This past week, many IRBS staff attended the annual meeting of the Mississippi River Research Consortium, a group of public agencies, private organizations and universities that conduct research on the Mississippi River and it’s watershed. IRBS staff and graduate students authored or co-authored 7 oral presentations and 5 poster presentations, in addition to serving on multiple positions on the board of directors.
Additionally, grad student Abigail Roussin received a conference scholarship, and grad student Cody Haglock received the best student poster award!
Group photo of IRBS staff that attended the Mississippi River Research Consortium conference.
October 31st saw an end to the 2020 field season for most of our projects. To say 2020 proposed new challenges would be an understatement! Out of our Havana station, our various projects took us along the entire 270+ mile stretch of the Illinois River, from the outskirts of Chicago to its confluence with the Mississippi in Graton, Illinois, as well as 6 pools of the Mississippi River from Muscatine, IA to Quincy, IL (~132 river miles). In addition, our Black Carp team helped IDNR and USGS in sampling efforts below L&D 26 on the Open River portion of the Mississippi, catching a 45lb individual!

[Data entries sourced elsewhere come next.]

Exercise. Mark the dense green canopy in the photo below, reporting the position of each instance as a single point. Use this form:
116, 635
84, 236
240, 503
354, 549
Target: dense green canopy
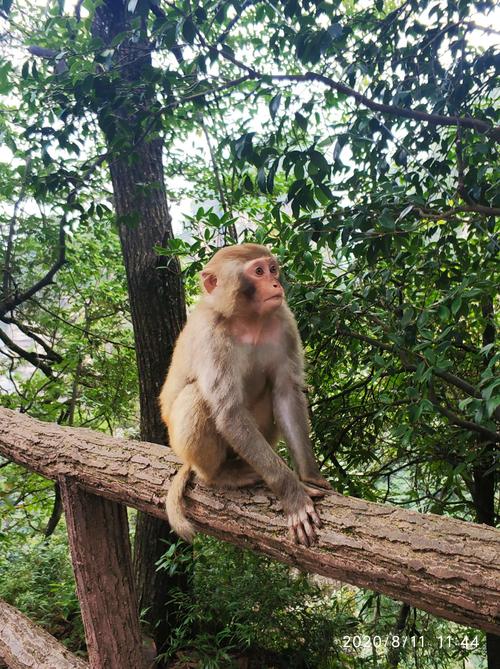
358, 140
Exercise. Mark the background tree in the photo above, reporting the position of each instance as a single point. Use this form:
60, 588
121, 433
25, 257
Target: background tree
358, 140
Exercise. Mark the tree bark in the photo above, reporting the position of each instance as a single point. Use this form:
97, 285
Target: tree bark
102, 562
154, 285
24, 645
445, 566
485, 474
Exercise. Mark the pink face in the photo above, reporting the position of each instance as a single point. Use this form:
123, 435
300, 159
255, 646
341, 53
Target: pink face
264, 288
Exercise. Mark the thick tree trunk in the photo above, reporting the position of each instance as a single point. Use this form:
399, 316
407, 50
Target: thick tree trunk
445, 566
154, 284
24, 645
102, 562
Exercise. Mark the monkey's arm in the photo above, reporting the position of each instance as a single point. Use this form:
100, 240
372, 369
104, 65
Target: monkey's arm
290, 411
223, 393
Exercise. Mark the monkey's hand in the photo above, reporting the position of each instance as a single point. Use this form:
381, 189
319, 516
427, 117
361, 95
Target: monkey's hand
302, 519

While activity winds down in Havana, our Yorkville crew continues their partnership with the IDNR in Asian carp harvest and control efforts on the Upper Illinois River. Our Upper Mississippi River team is also out partnering with commercial fishermen on Pools 14-19 of Mississippi to harvest Asian carp at the leading edge of their invasion.

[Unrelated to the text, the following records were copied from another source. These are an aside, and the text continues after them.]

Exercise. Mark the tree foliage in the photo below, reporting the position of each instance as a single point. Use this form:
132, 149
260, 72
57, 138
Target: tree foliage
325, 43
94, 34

2020 Aquatic Field Technicians (Photo Credit: IRBS Staff)
Throughout the summer, we employed 19 technicians and 5 graduate students, along with 17 full-time staff at our Havana, Yorkville, and Upper Mississippi River locations. We are grateful for a strong year class of technicians and graduate students, without whom we wouldn’t have been able to complete our work. While some will be sticking around our pool of the river for a while longer, others are off to explore new waters. We wish them all well, wherever the flow takes them!
We kicked off our 2020 field season this month! This year we are very busy again sending up to seven field crews out a day working on the Illinois River Waterway and Mississippi River. We have already sampled many riverine fishes including this spotted sucker (Minytrema melanops) and this northern sunfish (Lepomis peltastes). Follow our Facebook page for more cool photos and updates!
Spotted sucker sampled in the Peoria Pool of the Illinois River.
Northern sunfish sampled in the Dresden Island Pool of the Des Plaines River.
IRBS technicians (left to right: Taylor Bookout, Christian Daniels, and Spencer Phillips) holding Largemouth Bass from the upper Illinois River (Photo by Andrya Whitten).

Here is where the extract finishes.